"I shall say nothing, of course," says Joyce. "Why should I? It is nothing to me, though I am sorry for her."
Yet as she says this, a doubt arises in her mind as to whether she need be sorry. Is there a cousin in India? Could that big, jolly, lively girl, who had come into the conservatory with Beauclerk last night, with the light of triumph in her eyes, be the victim of an unhappy love affair? Should she write and ask her if there is a cousin in India? Oh, no, no! She could not do that! How horrible, how hateful to distrust him like this! What a detestable mind must be hers. And besides, why dwell so much upon it. Why not accept him as a pleasing acquaintance. One with whom to pass a pleasant hour now and then. Why ever again regard him as a possible lover!
A little shudder runs through her. At this moment it seems to her that she could never really have so regarded him. And yet only last night——
And now. What is it? Does she still doubt? Will that strange, curious, tormenting feeling that once she felt for him return no more.

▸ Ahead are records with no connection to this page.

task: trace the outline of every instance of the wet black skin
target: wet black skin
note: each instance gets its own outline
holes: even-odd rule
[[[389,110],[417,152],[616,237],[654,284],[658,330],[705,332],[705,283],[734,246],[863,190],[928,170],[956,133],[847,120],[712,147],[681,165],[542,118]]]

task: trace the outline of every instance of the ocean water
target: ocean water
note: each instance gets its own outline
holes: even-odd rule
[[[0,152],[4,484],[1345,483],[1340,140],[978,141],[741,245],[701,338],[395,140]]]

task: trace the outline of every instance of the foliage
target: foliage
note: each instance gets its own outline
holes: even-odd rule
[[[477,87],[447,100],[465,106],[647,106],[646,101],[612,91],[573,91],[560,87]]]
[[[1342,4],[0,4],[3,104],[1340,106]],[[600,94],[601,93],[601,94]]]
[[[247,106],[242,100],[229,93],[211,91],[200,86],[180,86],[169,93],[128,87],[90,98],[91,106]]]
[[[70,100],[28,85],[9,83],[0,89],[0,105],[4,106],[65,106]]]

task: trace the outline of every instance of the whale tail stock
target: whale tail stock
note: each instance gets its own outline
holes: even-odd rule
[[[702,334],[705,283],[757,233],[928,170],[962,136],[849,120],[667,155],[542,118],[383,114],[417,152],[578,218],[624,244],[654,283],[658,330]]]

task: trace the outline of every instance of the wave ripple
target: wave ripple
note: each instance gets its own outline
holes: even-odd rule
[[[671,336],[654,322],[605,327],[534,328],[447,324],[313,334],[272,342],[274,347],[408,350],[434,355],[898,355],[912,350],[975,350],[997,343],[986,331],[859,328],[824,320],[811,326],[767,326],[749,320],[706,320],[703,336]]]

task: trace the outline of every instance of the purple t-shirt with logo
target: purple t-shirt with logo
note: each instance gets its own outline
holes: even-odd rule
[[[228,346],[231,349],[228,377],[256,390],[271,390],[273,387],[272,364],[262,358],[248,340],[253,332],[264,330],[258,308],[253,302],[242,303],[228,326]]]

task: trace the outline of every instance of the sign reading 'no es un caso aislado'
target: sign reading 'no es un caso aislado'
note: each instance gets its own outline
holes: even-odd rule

Is it gone forever? Oh! that it might be so!
CHAPTER XXII.
"So over violent, or over civil!" "A man so various."
"Dull looking day," says Dicky Browne, looking up from his broiled kidney to glare indignantly through the window at the gray sky.
"It can't be always May," says Beauclerk cheerfully, whose point it is to take ever a lenient view of things. Even to heaven itself he is kind, and holds out a helping hand.